Why get personal loan?
A personal loan is typically an unsecured loan, which means that the lender does not require collateral—a home or a car, for example—to borrow money. However, with unsecured loans, the lender is taking a greater risk and will most likely charge a higher interest rate compared to a secured loan. Just how high your rate will be can depend on a number of factors, including your credit score and debt-to-income ratio.
Some banks offer secured personal loans, and the collateral can be your bank account, car, or other property. A secured personal loan may be easier to qualify for and carry a somewhat lower interest rate than an unsecured one. As with any other secured loan, you may lose your collateral if you are unable to keep up with the payments.
Even with an unsecured personal loan, failing to make timely payments can be harmful to your credit score and severely limit your ability to obtain credit in the future. FICO, the company behind the most widely used credit score, says that your payment history is the single most important factor in its formula, accounting for 35% of your credit score.

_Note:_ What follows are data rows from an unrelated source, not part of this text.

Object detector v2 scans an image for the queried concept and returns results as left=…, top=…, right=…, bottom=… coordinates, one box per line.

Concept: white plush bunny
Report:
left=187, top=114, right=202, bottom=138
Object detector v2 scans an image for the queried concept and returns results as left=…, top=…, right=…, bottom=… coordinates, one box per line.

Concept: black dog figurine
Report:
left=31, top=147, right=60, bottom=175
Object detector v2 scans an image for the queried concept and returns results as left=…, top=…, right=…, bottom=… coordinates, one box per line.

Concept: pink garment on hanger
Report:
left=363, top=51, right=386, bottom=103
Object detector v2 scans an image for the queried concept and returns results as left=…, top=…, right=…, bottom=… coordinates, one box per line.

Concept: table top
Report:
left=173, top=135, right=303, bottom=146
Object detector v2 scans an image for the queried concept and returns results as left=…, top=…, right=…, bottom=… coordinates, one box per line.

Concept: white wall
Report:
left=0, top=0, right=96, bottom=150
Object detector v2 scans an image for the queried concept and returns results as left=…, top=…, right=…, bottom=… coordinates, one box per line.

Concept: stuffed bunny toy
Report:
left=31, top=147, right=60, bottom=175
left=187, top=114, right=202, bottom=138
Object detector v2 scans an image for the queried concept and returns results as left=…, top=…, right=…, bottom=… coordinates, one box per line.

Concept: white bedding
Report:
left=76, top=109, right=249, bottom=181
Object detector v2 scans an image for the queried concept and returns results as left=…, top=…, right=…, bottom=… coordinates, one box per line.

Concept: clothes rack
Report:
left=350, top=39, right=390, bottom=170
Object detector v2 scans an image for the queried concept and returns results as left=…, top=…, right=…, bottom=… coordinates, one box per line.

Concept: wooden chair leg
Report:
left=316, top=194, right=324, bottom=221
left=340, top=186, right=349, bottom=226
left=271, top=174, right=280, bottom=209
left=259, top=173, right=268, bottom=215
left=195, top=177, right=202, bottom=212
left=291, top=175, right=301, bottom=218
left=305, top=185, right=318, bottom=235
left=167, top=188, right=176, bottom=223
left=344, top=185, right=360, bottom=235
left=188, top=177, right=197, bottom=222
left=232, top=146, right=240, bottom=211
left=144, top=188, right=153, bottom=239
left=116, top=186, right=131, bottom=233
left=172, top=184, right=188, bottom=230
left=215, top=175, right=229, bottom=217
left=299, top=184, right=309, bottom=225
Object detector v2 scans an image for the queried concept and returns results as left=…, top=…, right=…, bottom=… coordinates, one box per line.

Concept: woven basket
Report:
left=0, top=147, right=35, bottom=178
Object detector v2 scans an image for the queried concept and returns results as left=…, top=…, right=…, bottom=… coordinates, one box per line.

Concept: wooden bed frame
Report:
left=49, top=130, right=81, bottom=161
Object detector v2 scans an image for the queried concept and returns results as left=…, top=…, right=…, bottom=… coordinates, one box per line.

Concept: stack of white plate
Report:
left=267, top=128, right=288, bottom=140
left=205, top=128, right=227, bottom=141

Before you opt for a personal loan, you'll want to consider whether there may be less expensive options for you to borrow money. Some reasons for choosing a personal loan are:
You might also consider a personal loan if you need to borrow for a fairly short and well-defined period of time. Personal loans typically run from 12 to 60 months. So, for example, if you have a lump sum of money due to you in two years but not enough cash flow in the meantime, a two-year personal loan could be a way to bridge that gap.
Here are five more examples of when a personal loan might make sense.
If you owe a substantial balance on one or more high-interest-rate credit cards, taking out a personal loan to pay them off could save you money. For example, the average interest rate on a credit card is 23.24%, while the average rate on a personal loan is 10.71%. That difference should allow you to pay the balance down faster and pay less interest in total. Plus, it's easier to pay off a single debt obligation rather than multiple ones.
However, a personal loan is not your only option. Instead, you might be able to transfer your balances to a new credit card with a lower interest rate, if you qualify. Some balance transfer offers even waive the interest for a promotional period of six months or more.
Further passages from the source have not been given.